5. Employees Might Lose Respect for Their Employers
Sometimes, the unconventional setup of telecommuting makes the employee-employer or manager-subordinate relationship highly informal and too personal. This leads to employees becoming too comfortable that they no longer accord their superiors the usual respect and deference.
If employers can harass or abuse employees, conversely, employees can do something similar to their superiors. They may disrespect their managers or supervisors. They may overdo the jocular exchanges with their employers. To assert what they want, they may hostage the work they do or sabotage the work process.
Becoming too friendly with employees can result in unwanted consequences. That’s why managers or business owners should see that they maintain a good balance of being approachable and authoritative. Maintaining a sense of authority over employees is necessary. Erring or abusive employees should be called out and not tolerated.
It can be helpful to adopt a system of rewards and penalties. This is to put up an objective approach that would remind employees about their relationship with their employers. If they do good, they get rewarded for it. If they commit offenses, they should be sanctioned accordingly. Bosses who may be hesitant in admonishing employees should be able to effortlessly invoke this system to respond to the positive or negative actions of employees appropriately.
6. Excessive Cost-Cutting Attempts Can Sabotage Time Management
It’s not wrong to use telecommuting as a cost-cutting measure. After all, it is generally less expensive to pay for remote workers and avoid the other costs associated with traditional office-based employees. However, it is wrong to be stingy on telecommuters. Dissatisfaction due to fiscal considerations is easily one of the top reasons why telecommuting fails.
Paying work-from-home employees less than what they deserve and forcing them to economize on everything can result in dissatisfaction that may lead to lower productivity or, worse, a betrayal to the company. Telecommuters who resign because of the low pay can be replaced. Still, it’s going to be a big problem if they retaliate by divulging delicate company information, spreading unflattering rumors, or by filing a suit.
It is still possible to cut costs through telecommuting without being unfair to remote workers. Everyone working for a company should be treated equally. In a company that provides language services, for example, employees who provide translation services that are based abroad should not be treated differently from those who work in the company’s office.
7. An Unwillingness to Compromise Can Cause the Remote Setup to Crumble
Lastly, it’s essential to be open to compromises.
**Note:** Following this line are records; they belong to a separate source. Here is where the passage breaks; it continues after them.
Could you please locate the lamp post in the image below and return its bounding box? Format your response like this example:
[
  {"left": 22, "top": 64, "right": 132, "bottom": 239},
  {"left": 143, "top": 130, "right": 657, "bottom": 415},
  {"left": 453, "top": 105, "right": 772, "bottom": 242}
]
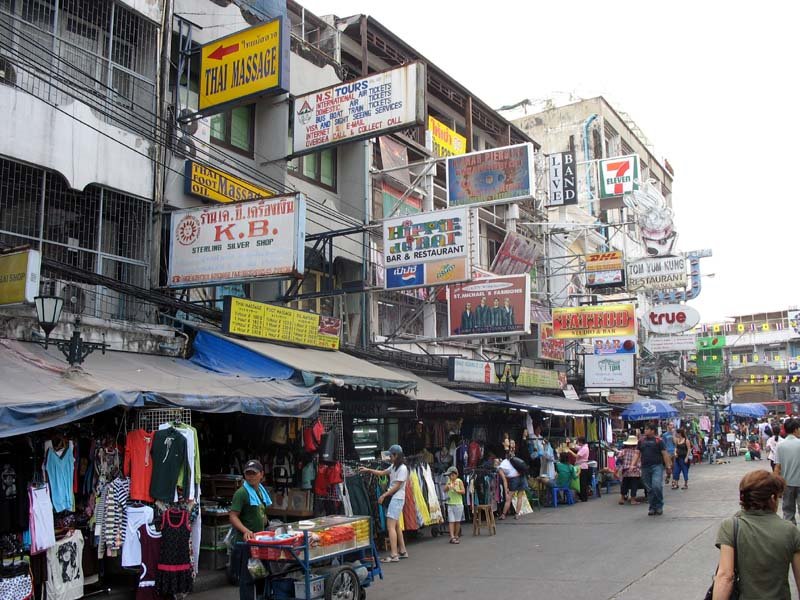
[
  {"left": 494, "top": 360, "right": 522, "bottom": 402},
  {"left": 33, "top": 296, "right": 108, "bottom": 367}
]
This reminder applies to both telecommuters and management. Being overly stubborn will lead no one to nowhere. If there are issues, they have to be promptly and calmly discussed with the concerned parties.
It’s never possible for everything to go as expected. Problems and challenges can present themselves at the most inconvenient moments. To cope, everyone should be willing to discuss the appropriate courses of action and cooperate in implementing these actions. For example, if the system of telecommuting assignments and submissions needs to be changed in response to a new client’s requirements, telecommuters can’t demand to keep using the old system, but they can negotiate for compromises that will be acceptable to both parties.
The reasons why telecommuting fails can be attributed to both the employee and employer (management). They are not a monopoly of the telecommuter or the management. For a work-from-home scheme to succeed, both employee and employer have roles to play. It’s a collaborative endeavor, something that can’t be furthered by just one side. The discussions above are valuable for telecommuters and employers and managers as they strive to make telecommuting work.